This is Exercise 18.14 from Algebra, Isaacs.
$p_{1}\ ,\ p_{2}\ ,\ … p_{n}$ are different prime numbers. How to show that $$\mathbb{Q}[\sqrt{p_{1}}, \sqrt{p_{2}}, \ldots, \sqrt{p_{n}} ] = \mathbb{Q}[\sqrt{p_{1}}+ \sqrt{p_{2}}+\cdots + \sqrt{p_{n}}] \quad ?$$ First we can note that the Galois group of the first extension over $\mathbb{Q}$ ( which I call $E$ ) is elementary abelian of order $2^{n}$, so we can prove that the orbit of $\sqrt{p_{1}}+\sqrt{p_{2}}+ … + \sqrt{p_{n}}$ under $\operatorname{Gal}(E/\mathbb{Q})$ contains $2^{n}$ elements, but how to do so?
Best Answer
OK, in view of what is written above, I will write down what I had in mind more carefully.

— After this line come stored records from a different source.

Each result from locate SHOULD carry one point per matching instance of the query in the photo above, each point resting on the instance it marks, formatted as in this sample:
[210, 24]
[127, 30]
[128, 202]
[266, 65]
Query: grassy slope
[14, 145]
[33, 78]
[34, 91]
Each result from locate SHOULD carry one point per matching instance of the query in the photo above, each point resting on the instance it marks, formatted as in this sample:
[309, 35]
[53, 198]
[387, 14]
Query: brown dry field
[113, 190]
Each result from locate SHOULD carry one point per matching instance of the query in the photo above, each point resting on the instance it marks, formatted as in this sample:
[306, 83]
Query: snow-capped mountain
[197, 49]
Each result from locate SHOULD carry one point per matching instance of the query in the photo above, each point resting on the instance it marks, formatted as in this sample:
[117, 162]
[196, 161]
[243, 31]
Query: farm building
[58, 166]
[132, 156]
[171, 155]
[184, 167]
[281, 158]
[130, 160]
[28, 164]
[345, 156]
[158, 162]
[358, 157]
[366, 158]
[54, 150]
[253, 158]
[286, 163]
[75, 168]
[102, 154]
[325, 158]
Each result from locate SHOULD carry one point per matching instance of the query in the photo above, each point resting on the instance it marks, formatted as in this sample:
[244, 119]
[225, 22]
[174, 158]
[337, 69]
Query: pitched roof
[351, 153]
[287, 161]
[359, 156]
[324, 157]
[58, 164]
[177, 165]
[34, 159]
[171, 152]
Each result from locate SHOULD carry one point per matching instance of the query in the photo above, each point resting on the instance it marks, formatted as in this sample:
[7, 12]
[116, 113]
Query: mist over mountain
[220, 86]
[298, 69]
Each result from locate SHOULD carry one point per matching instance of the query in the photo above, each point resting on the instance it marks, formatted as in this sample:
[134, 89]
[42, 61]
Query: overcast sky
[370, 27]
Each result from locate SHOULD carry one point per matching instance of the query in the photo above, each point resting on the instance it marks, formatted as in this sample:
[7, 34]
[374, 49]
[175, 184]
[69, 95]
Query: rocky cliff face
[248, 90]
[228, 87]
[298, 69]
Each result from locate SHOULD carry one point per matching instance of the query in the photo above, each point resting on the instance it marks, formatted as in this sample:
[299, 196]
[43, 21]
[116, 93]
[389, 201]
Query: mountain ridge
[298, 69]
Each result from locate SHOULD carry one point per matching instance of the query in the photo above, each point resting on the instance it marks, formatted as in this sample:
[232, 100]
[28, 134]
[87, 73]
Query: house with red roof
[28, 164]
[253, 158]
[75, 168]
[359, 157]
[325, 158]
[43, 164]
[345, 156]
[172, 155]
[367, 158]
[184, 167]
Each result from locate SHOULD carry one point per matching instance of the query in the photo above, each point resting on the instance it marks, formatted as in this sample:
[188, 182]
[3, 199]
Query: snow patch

Let us take the positive choice of $\sqrt{p_i}$ in each case, so clearly the sum (and each non-empty subsum) of the square roots is non-zero. Let $E$ be as stated in the question, the Galois group of the left-hand extension. The extension is certainly a Galois extension of $\mathbb{Q}.$ Let $\alpha$ be an element of $E$. Then $\alpha(\sqrt{p_i}) = \pm \sqrt{p_i}$ for each $i.$ Let $I$ be the subset of $\{i: 1 \leq i \leq n \}$ such that $\alpha$ fixes $\sqrt{p_i}$ for each $i \in I$, but no other $i.$ Let $s = \sum_{i=1}^{n} \sqrt{p_i}$. Then $s- \alpha(s) = 2\sum_{i \not \in I} \sqrt{p_i},$ which is strictly positive unless $\alpha$ is trivial. Since $E$ is elementary Abelian (I do not think we need to know that it has order $2^n$), we know that every intermediate extension is a Galois extension. Hence $s$ lies in no intermediate extension, and must generate the whole of the left-hand extension.